Sitecore Page Recommender: Collating, merging data and training our model (via the cortex processing engine)

This blog post is part of a larger series that looks at the steps to create a
Page Recommendation Engine for Sitecore.

Introduction

After configuring the pages to measure engagement (as described here Measuring user engagement on a page). You should start to see these engagement events showing in XConnect (for info on how to find these events in the xDB databases see this article xxx).

An illustration of how the raw event data might be stored is as below:

Raw Event Data

User	Page	Goal	Engagement Value
Bill	Design	Clicked Tab 1	2
Bob	Design	Clicked Tab 2	1
Bill	Art	Clicked Tab 3	4
Bill	Design	Clicked Tab 1	2
Bill	Design	Clicked Tab 3	4
Bob	Art	Clicked Tab 2	1
Bob	Art	Clicked Tab 1	2

In order to start using this data with our recommendation service though, we need to project the data into a format similar to below:

2. Projected Event Data

User	Page	Total Engagement
Bill	Art	4
Bill	Design	9
Bob	Art	3
Bob	Design	1

Collating the data with Cortex Processing Engine

In order to collate the data, we need to register worker tasks with the processing engine. To do this we can use a scheduled task or cron job. The code to register the tasks is as below:

Projection

First of all we need to get an instance of the task manager (from DI). This is what we will use to register the tasks in the (ProcessingEngineTasks DB).

We then define the query that will be used to retrieve our raw data from XConnect (i.e. table 1 above) and pass it in to our datasourceOptions (with defaults set). The expand options indicates we need details about contacts in addition to the interactions.

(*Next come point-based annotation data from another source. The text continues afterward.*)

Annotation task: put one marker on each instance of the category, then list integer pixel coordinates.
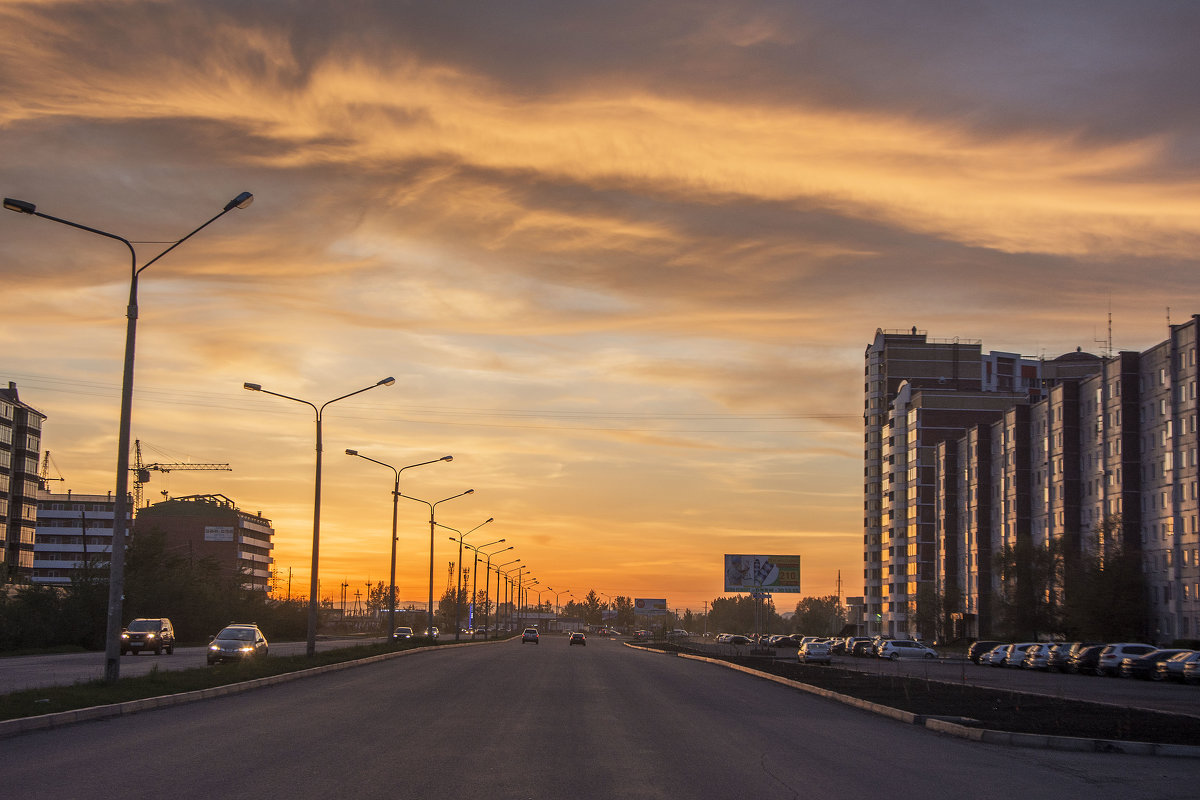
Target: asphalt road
(547, 721)
(63, 669)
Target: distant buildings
(210, 525)
(969, 453)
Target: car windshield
(238, 633)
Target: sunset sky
(622, 258)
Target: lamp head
(21, 206)
(240, 202)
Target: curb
(952, 728)
(61, 719)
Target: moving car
(238, 642)
(156, 633)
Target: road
(63, 669)
(547, 721)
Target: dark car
(978, 649)
(1086, 661)
(155, 635)
(238, 642)
(1144, 666)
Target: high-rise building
(21, 440)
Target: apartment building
(21, 440)
(211, 525)
(73, 536)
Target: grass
(51, 699)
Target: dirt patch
(988, 708)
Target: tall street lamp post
(395, 501)
(498, 573)
(433, 524)
(315, 585)
(474, 581)
(457, 597)
(121, 505)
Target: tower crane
(45, 474)
(142, 471)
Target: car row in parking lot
(1115, 659)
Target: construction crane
(45, 475)
(142, 471)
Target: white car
(814, 653)
(897, 649)
(1113, 655)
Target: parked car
(238, 642)
(1015, 655)
(814, 653)
(1061, 655)
(897, 649)
(1086, 661)
(155, 633)
(979, 649)
(1173, 668)
(1113, 654)
(1144, 666)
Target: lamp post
(395, 501)
(498, 588)
(474, 578)
(432, 528)
(315, 587)
(457, 625)
(120, 507)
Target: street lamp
(498, 587)
(120, 507)
(486, 575)
(315, 587)
(395, 500)
(457, 625)
(432, 527)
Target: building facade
(75, 536)
(21, 441)
(210, 525)
(1080, 456)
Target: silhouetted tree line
(197, 595)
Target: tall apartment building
(21, 440)
(1083, 452)
(210, 525)
(73, 531)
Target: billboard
(762, 572)
(643, 606)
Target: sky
(622, 258)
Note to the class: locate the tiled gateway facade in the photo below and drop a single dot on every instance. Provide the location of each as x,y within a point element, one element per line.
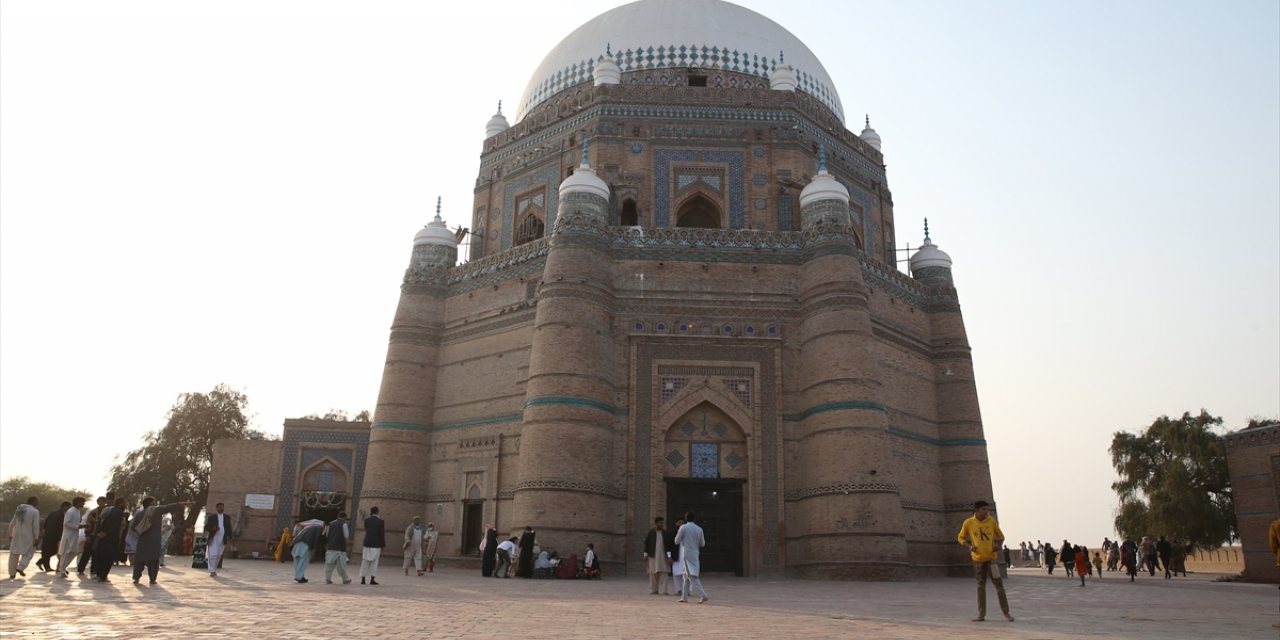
<point>702,314</point>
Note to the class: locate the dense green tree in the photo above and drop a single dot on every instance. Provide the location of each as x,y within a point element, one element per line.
<point>16,490</point>
<point>1174,481</point>
<point>173,464</point>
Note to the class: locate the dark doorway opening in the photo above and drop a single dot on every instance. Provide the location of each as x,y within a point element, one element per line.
<point>472,526</point>
<point>718,504</point>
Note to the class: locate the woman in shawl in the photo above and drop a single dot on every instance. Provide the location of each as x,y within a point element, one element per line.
<point>488,551</point>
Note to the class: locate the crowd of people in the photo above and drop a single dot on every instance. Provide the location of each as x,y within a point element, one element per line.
<point>96,539</point>
<point>1147,554</point>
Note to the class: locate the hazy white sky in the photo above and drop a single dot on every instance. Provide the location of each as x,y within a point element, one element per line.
<point>227,192</point>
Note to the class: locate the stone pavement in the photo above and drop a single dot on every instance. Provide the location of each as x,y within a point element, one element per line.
<point>259,598</point>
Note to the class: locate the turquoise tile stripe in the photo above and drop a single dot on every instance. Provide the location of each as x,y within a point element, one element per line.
<point>842,406</point>
<point>446,426</point>
<point>574,402</point>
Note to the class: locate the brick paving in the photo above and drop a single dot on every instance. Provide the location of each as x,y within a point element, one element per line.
<point>257,598</point>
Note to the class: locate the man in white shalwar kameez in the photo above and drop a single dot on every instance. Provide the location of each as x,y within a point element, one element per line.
<point>23,536</point>
<point>69,548</point>
<point>691,540</point>
<point>414,536</point>
<point>218,529</point>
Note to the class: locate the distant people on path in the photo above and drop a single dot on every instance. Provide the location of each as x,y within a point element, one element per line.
<point>337,534</point>
<point>677,568</point>
<point>1147,552</point>
<point>109,538</point>
<point>506,551</point>
<point>981,534</point>
<point>691,539</point>
<point>218,531</point>
<point>525,567</point>
<point>415,538</point>
<point>657,556</point>
<point>149,522</point>
<point>1179,558</point>
<point>69,548</point>
<point>433,543</point>
<point>489,551</point>
<point>53,535</point>
<point>24,534</point>
<point>1166,554</point>
<point>1068,556</point>
<point>590,563</point>
<point>1129,557</point>
<point>306,536</point>
<point>375,539</point>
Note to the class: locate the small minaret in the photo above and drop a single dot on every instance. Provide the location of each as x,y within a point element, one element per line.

var taskManager = ServiceLocator.ServiceProvider.GetService<ITaskManager>();
var xConnectClient = SitecoreXConnectClientConfiguration.GetClient();
var taskTimeout = TimeSpan.FromHours(12);
var storageTimeout = TimeSpan.FromHours(12);
var query = xConnectClient.Interactions.Where(interaction =>
        interaction.Events.OfType<Goal>().Any()
        && interaction.Events.Any(ev => _eventsList.Contains(ev.DefinitionId))    // list of goals we are interested in
        && interaction.StartDateTime > DateTime.Now.AddHours(-4380)   // last 6 months
);
var expandOptions = new InteractionExpandOptions
{
    Contact = new RelatedContactExpandOptions()
};
query = query.WithExpandOptions(expandOptions);
var searchRequest = query.GetSearchRequest();

var dataSourceOptions = new InteractionSearchDataSourceOptionsDictionary(
    searchRequest, // searchRequest
    30, // maxBatchSize
    50 // defaultSplitItemCount
);

Next we define projection worker options. Here we pass in our IModel (which determines the projection itself), the schema name (a way to group tables) and also options which will be used to determine the name of the table where the first set of projections are stored (i.e. there could be multiple contactPages tables created by parallel projection workers - because it runs as a distributed task).

 var projectionOptions = new InteractionProjectionWorkerOptionsDictionary(
    typeof(PageRecommendationModel).AssemblyQualifiedName, // modelTypeString
    storageTimeout, // timeToLive
    "train-recommendation", // schemaName
    new Dictionary<string, string> // modelOptions
    {
    { 
PageRecommendationModel.OptionTableName, "contactPages" }
    }
);

The model mentioned above has the below definition. Here we define the projection, where we select ItemId, EngagementValue and ContactId from the result of our initial data query.

We also specify that we want to use two keys ItemId and ContactId (i.e. group by these unique combination of values) and for each combination measure the total Engagement.

public IProjection<Interaction> Projection =>
    Sitecore.Processing.Engine.Projection.Projection.Of<Interaction>()
        .CreateTabular(_tableName,
            interaction => interaction.Events.OfType<Goal>().Select(e => new { ItemId = e.ItemId, EngagementValue = e.EngagementValue, ContactId = interaction.Contact.Id }),
            cfg => cfg
                .Key("ItemId", x => x.ItemId)
                .Key("ContactId", x => x.ContactId)
                .Measure("Engagement", x => x.EngagementValue)
        );

Finally we wrap all the above up in a call to the task manager, passing each of the defined elements from above.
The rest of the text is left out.